In other words, even with growth in the number of paying customers, revenues will be flat because Bloom has to lower its price to compete with other alternative energy generators like solar and wind.

The Hindenburg analysts attacked Bloom on several fronts, saying their research “indicates that Bloom’s technology is not sustainable, clean, green, or remotely profitable.” On top of the company’s own lackluster guidance, Hindenburg claims that cuts in government subsidies will cost Bloom about $247 million in revenues over the next three years.

According to a report at MarketWatch, JPMorgan’s Coster agrees that demand for Bloom’s solid oxide fuel cells (the company calls them servers or Bloom Boxes) could “pause for a couple of quarters” while potential corporate customers decide where to put their investments in clean energy and whether Bloom is sustainable.
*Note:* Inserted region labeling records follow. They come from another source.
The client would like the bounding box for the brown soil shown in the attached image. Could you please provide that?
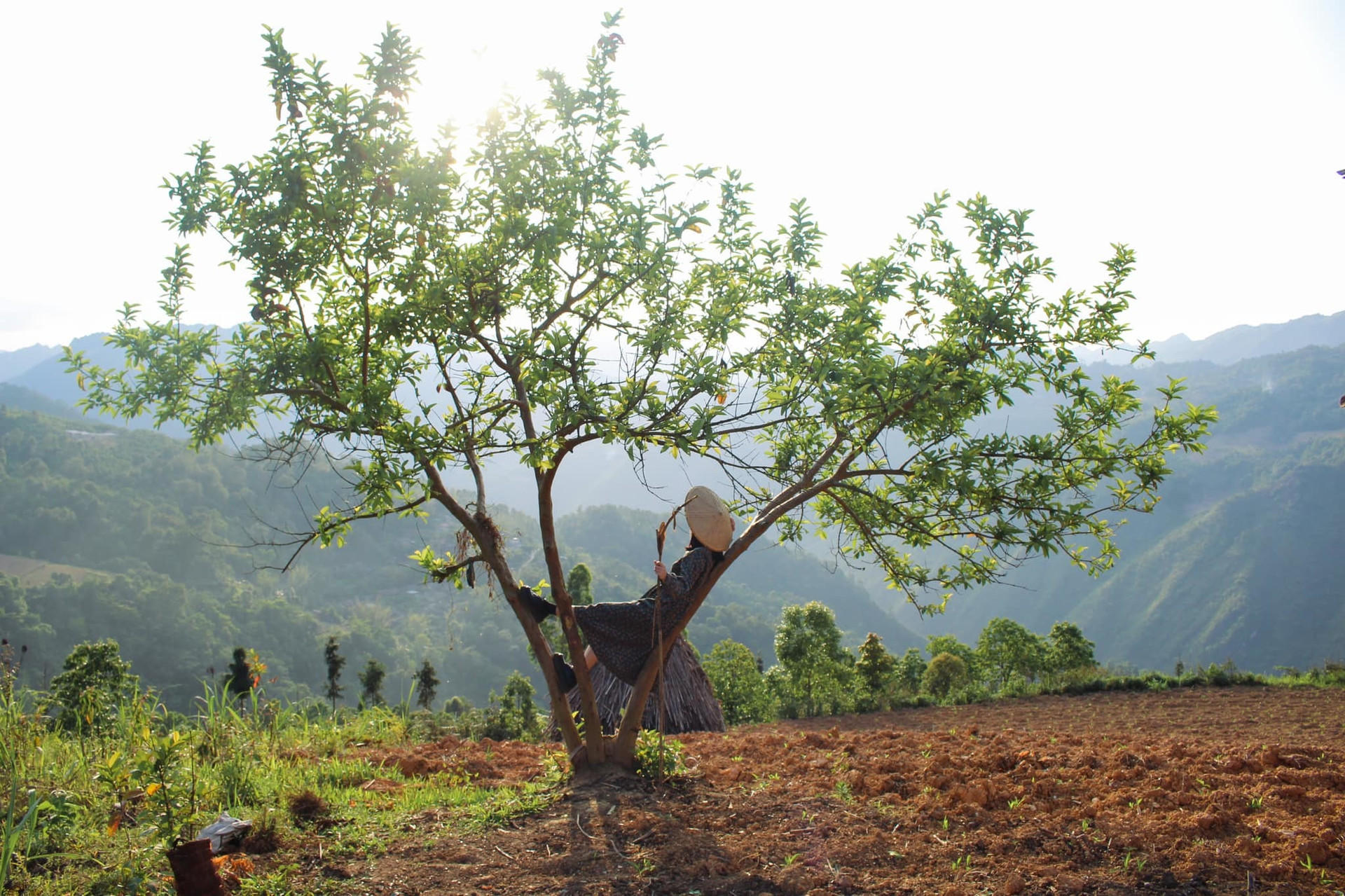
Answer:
[319,687,1345,896]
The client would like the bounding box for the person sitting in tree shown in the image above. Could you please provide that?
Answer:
[518,485,733,690]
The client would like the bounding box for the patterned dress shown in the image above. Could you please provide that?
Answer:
[574,548,715,684]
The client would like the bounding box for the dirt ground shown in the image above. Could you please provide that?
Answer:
[305,687,1345,896]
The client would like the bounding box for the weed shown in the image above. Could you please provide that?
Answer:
[0,783,38,892]
[635,731,690,780]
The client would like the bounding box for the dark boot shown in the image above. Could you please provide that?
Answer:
[551,654,580,693]
[518,585,556,624]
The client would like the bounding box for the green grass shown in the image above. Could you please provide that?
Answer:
[0,687,569,896]
[0,554,111,588]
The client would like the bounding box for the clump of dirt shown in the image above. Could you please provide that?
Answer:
[285,790,331,827]
[358,736,556,787]
[309,687,1345,896]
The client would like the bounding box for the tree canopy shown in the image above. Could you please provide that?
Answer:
[69,16,1213,764]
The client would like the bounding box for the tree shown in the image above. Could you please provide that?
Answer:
[483,671,542,740]
[896,647,925,697]
[359,656,387,706]
[854,631,897,712]
[323,635,345,713]
[925,635,981,678]
[921,654,971,700]
[225,647,254,697]
[775,600,854,716]
[1045,621,1097,678]
[565,564,593,607]
[51,637,140,731]
[701,639,775,725]
[977,616,1045,687]
[415,659,441,710]
[66,16,1215,767]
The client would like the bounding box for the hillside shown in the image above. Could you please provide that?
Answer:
[897,341,1345,671]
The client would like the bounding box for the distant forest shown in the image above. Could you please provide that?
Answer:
[0,335,1345,706]
[0,408,923,708]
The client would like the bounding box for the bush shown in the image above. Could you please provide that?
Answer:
[921,652,970,700]
[949,681,991,706]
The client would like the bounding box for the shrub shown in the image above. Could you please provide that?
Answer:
[921,652,970,700]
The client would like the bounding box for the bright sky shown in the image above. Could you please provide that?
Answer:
[0,0,1345,350]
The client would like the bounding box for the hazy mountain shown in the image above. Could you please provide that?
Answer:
[0,382,83,420]
[888,341,1345,671]
[0,346,60,382]
[1152,311,1345,364]
[1079,311,1345,364]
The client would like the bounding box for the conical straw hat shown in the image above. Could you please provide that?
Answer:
[686,485,733,550]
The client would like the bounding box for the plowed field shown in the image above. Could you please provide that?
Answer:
[333,687,1345,896]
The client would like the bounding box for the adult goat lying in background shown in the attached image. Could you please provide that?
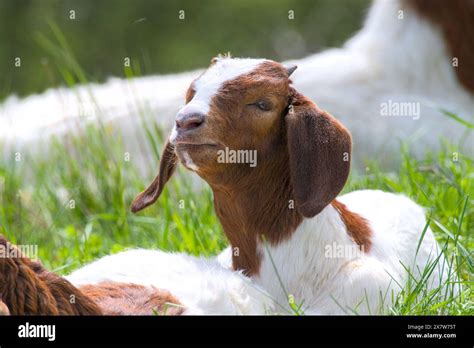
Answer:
[69,57,456,314]
[0,0,474,168]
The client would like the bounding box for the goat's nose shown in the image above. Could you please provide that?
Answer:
[176,112,205,130]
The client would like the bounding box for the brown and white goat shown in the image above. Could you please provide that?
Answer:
[124,57,455,314]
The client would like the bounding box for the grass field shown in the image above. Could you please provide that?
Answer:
[0,114,474,315]
[0,24,474,315]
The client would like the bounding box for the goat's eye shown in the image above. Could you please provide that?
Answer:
[254,100,271,111]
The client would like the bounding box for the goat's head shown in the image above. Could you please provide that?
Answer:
[132,57,351,217]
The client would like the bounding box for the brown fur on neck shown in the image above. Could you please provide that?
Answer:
[405,0,474,93]
[213,137,303,276]
[213,142,372,276]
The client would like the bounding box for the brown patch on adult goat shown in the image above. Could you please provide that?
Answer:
[79,282,184,315]
[405,0,474,92]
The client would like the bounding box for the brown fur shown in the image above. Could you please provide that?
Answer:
[0,236,102,315]
[332,200,372,252]
[132,62,370,275]
[79,282,184,315]
[0,236,184,315]
[405,0,474,93]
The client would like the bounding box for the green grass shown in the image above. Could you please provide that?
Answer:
[0,115,474,315]
[0,24,474,315]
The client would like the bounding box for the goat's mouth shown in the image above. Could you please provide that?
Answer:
[175,142,218,149]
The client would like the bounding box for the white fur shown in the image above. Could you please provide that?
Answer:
[254,190,456,314]
[67,249,274,314]
[0,0,474,172]
[185,57,265,114]
[67,190,457,314]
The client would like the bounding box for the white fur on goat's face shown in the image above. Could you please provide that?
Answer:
[170,57,268,143]
[169,57,295,182]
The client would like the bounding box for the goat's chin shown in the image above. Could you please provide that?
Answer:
[175,144,218,173]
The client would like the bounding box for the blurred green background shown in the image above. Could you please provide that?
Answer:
[0,0,370,100]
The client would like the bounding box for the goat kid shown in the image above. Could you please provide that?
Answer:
[70,57,455,314]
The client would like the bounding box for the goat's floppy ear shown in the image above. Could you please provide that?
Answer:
[285,89,352,217]
[131,140,178,213]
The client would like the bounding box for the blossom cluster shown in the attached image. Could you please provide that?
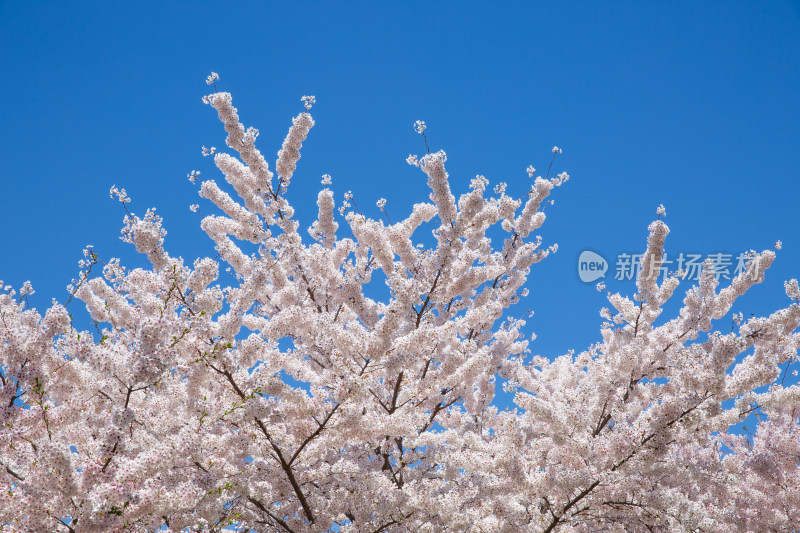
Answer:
[0,80,800,533]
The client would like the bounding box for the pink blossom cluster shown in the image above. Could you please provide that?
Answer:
[0,84,800,532]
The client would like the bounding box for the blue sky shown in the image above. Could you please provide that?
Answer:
[0,0,800,366]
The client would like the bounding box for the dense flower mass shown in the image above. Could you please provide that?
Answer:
[0,80,800,532]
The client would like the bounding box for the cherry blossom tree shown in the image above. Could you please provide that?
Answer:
[0,76,800,533]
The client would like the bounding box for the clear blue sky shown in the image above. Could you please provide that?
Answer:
[0,0,800,364]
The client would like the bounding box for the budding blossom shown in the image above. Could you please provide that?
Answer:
[0,80,800,533]
[108,185,131,204]
[300,96,317,110]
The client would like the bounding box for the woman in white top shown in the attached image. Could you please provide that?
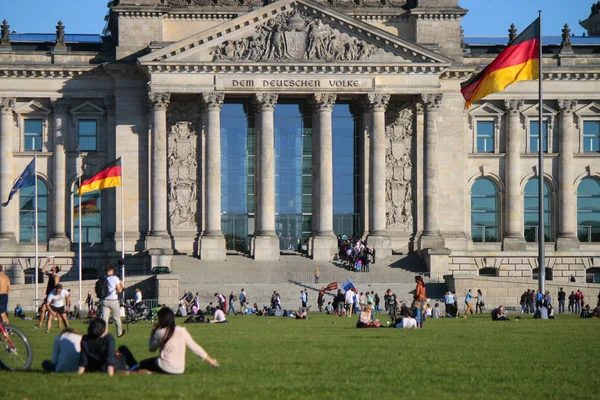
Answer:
[137,307,219,374]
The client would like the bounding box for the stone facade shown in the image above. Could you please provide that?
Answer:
[0,0,600,280]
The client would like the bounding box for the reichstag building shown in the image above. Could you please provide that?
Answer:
[0,0,600,281]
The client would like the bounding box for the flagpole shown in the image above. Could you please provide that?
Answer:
[121,157,125,304]
[538,10,546,294]
[77,150,83,310]
[33,154,39,310]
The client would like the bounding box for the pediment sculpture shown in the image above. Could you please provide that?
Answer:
[211,10,383,62]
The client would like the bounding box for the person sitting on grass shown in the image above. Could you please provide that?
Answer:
[42,328,81,372]
[210,306,227,324]
[356,306,381,328]
[77,318,137,376]
[492,305,509,321]
[132,307,222,375]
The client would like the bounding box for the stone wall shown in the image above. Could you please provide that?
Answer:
[446,274,600,311]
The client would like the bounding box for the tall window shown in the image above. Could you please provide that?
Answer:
[471,178,498,242]
[79,119,98,151]
[332,104,362,237]
[524,178,553,242]
[24,119,42,151]
[221,102,255,252]
[583,121,600,153]
[73,190,102,244]
[19,178,48,243]
[577,178,600,242]
[477,121,494,153]
[529,121,548,153]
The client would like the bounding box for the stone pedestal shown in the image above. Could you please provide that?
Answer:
[254,235,279,261]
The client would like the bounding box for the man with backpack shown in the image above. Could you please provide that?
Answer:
[96,264,125,337]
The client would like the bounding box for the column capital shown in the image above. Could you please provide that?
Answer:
[148,92,171,110]
[252,93,279,111]
[421,93,443,111]
[0,97,17,114]
[202,92,225,110]
[365,93,390,111]
[311,93,337,112]
[504,99,525,115]
[50,97,71,114]
[558,99,577,114]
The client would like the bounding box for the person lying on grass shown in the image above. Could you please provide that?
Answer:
[132,307,219,374]
[77,318,137,376]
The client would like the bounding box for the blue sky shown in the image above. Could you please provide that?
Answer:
[0,0,595,36]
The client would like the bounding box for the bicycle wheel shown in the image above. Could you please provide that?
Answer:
[0,325,33,371]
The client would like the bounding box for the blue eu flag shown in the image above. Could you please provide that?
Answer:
[2,158,35,207]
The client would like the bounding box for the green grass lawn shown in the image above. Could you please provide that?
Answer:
[0,313,600,400]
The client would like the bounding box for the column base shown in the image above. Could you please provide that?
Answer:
[502,237,527,251]
[312,234,338,261]
[367,234,392,262]
[556,236,579,251]
[200,235,227,261]
[419,232,446,251]
[146,231,173,249]
[48,236,71,251]
[252,235,279,261]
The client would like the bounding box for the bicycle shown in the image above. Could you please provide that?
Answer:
[0,323,33,371]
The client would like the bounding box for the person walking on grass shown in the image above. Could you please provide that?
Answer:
[134,307,219,375]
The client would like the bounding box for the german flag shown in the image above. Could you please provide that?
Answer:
[460,18,541,108]
[77,157,121,196]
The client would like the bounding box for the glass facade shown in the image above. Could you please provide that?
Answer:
[332,104,363,237]
[19,178,48,243]
[275,102,312,250]
[583,121,600,153]
[477,121,494,153]
[221,102,255,252]
[524,178,553,242]
[72,190,102,244]
[471,178,499,242]
[529,121,548,153]
[577,178,600,242]
[23,119,42,151]
[78,119,98,151]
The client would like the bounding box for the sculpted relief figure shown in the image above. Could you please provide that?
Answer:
[211,11,379,62]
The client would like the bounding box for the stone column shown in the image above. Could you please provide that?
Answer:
[312,93,337,261]
[0,97,15,250]
[366,93,392,260]
[200,93,227,261]
[420,93,445,250]
[253,93,279,261]
[48,98,70,251]
[146,92,171,249]
[556,99,579,251]
[504,100,525,251]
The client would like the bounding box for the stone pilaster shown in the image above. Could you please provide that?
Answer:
[200,93,227,261]
[253,93,279,261]
[312,93,340,261]
[48,98,71,251]
[420,93,445,249]
[0,97,19,250]
[366,93,392,260]
[556,99,579,251]
[503,100,525,251]
[146,92,171,249]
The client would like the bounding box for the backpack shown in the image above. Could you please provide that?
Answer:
[94,276,110,300]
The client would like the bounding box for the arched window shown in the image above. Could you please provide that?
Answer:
[577,178,600,242]
[471,178,498,242]
[19,178,48,243]
[524,178,553,242]
[73,190,102,244]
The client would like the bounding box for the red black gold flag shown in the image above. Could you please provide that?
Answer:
[77,157,121,196]
[460,18,541,108]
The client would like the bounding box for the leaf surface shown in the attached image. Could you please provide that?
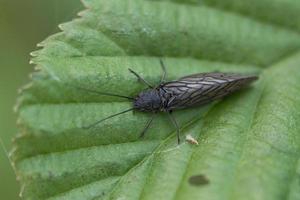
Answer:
[11,0,300,200]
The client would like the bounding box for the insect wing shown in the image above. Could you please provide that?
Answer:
[162,73,257,110]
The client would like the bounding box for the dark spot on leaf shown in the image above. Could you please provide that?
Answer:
[189,174,209,186]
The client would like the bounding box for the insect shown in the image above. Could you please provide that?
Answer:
[80,60,258,143]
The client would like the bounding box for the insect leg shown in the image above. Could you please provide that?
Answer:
[168,112,180,144]
[128,68,153,88]
[140,114,155,138]
[159,59,167,83]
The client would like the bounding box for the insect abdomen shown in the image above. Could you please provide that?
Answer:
[161,73,258,110]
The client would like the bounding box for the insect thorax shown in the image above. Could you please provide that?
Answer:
[133,89,162,112]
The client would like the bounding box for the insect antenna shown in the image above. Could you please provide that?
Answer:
[82,108,134,129]
[70,85,134,100]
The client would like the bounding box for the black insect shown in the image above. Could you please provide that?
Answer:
[80,60,258,143]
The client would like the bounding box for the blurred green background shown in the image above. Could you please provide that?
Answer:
[0,0,83,200]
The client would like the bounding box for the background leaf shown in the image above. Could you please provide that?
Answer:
[11,0,300,200]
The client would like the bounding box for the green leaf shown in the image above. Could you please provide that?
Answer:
[11,0,300,200]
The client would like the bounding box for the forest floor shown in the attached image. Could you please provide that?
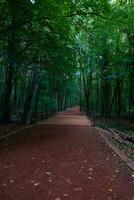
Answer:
[96,117,134,161]
[0,108,134,200]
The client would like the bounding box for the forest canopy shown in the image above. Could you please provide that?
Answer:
[0,0,134,123]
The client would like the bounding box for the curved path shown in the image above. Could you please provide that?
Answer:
[0,108,134,200]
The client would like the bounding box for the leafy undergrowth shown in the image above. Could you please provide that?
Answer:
[96,118,134,160]
[0,123,24,137]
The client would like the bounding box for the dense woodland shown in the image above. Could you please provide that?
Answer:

Making matters worse for investors, according to Hindenburg, are $2.2 billion in “undisclosed servicing liabilities” that the firm expects to “sink” Bloom. The short seller claims that Bloom’s contracts with its customers place “nearly 100%” of the performance risk of the fuel cells on Bloom.

In its own defense, Bloom argued its latest servers average 5.2 years of service before having to be replaced and that “future” service revenues will exceed future service costs even though there are systems still being used with service lives of less than 4.8 years. Coster thinks that Hindenburg’s report “overstates” Bloom’s liability.

Bloom came public in July of last year and its share price rose to a post-IPO high of $38 in late September of 2018. As of August 30 this year, 18.7% of the company’s total float was short, and shares were down more than 90% from the high.

Shares traded up about 5.4% in the mid-afternoon Thursday, at $3.53 in a 52-week range of $3.08 to $38.00. The 12-month consensus price target is $13.88.